Feinstein's words were direct, when talking about gun legislation.
"These weapons are not for hunting deer, they're for hunting people," the senator said in a push for an assault weapons ban.
The 1993 shooting at 101 California in San Francisco, in which a 55-year-old man walked into an office building and killed eight workers with a pair of semiautomatic pistols, had heavily weighed on Feinstein's mind, as she crusaded for gun control legislation.
"A law firm, secure on the 31st floor of a high-rise building, and a disgruntled employee walks in and just mows down employees," said Feinstein.
The 101 California shooting helped galvanize Congress to pass the 1994 crime bill. It included a federal assault weapons ban that Feinstein said she "was proud to have authored"

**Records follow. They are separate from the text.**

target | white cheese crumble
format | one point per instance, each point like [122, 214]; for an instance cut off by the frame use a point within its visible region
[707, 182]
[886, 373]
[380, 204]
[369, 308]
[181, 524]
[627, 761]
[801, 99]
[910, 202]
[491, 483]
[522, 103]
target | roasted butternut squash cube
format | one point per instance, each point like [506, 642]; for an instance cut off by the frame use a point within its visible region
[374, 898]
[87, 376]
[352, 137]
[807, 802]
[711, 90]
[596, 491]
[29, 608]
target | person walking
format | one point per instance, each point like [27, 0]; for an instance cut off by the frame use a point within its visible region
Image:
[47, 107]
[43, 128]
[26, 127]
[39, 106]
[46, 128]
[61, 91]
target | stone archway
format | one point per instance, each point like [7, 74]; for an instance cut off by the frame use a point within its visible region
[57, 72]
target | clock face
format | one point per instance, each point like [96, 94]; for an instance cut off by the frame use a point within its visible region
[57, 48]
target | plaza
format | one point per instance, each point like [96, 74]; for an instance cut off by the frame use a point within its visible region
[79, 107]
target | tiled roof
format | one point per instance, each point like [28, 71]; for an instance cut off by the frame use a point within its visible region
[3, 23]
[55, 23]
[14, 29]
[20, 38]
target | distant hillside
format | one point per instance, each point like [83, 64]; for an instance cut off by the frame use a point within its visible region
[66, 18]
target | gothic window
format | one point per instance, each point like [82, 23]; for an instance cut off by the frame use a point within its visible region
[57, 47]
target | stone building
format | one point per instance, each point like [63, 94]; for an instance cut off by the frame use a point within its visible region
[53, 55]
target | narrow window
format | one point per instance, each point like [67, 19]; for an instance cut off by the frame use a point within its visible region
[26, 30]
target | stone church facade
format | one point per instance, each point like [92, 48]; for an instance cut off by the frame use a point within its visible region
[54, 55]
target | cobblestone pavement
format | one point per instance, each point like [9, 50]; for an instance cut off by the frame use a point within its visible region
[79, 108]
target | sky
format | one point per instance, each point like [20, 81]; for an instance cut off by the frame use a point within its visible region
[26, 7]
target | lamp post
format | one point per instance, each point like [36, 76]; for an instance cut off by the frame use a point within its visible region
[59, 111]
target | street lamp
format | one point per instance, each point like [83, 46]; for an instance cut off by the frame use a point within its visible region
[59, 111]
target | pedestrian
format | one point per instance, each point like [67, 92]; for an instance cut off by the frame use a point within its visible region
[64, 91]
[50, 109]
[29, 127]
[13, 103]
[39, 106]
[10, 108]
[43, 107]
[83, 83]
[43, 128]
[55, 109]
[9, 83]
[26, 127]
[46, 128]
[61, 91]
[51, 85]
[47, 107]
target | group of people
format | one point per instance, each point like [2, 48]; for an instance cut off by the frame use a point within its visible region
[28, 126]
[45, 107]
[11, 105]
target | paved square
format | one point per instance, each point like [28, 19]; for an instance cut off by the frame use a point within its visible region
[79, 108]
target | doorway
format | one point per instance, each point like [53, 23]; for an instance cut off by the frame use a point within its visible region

"Her role in passing these strong bills, her role in talking about extreme risk laws, her role in talking about assault weapons, it saved lives, and it will continue to save lives in the future, and we will never dismiss the role that she played in making sure that Americans were safer," said Brady Gun Violence Prevention/Director of Federal Policy Tanya Schardt.
The former Mayor and Supervisor of San Francisco remained a steadfast opponent of the gun lobby, pushing for the ban's renewal in 2004 and tried to reintroduce, after mass shootings, including Sandy Hook in 2012, when a gunman massacred 20 children and 6 adults.
"We're so grateful for her commitment and her support throughout the years and we will continue to honor her by pushing forward and moving for gun violence, prevention actions on a Federal level and on the state level," said Schardt.
"As much as I have respect for a lot of Sen. Feinstein's accomplishments, her gun control record for me is an absolute failure. It did not achieve any of the goals that she set out," said Second Amendment Foundation gun rights advocate Chris Cheng.
"The people have come back and said, you know what we disagree with you, Senator Feinstein, and in fact, we're gonna go and purchase more of these firearms, because that is what we feel is needed to keep ourselves safe in our country," said Cheng.
Her party's efforts failed to renew the ban but Feinstein's deep-rooted connection to the, was a major force driving her enduring pursuit.
"I became Mayor as a product of assassination of the mayor being killed, and the first openly gay public official being killed by a friend and colleague of mine," said Feinstein.
The fight over assault weapons in Congress has remained a stalemate, but she pushed for a ban for her entire career.
Feinstein tried to make it clear throughout her legislative effort that she supported an individual's right to purchase a weapon for hunting or self-defense.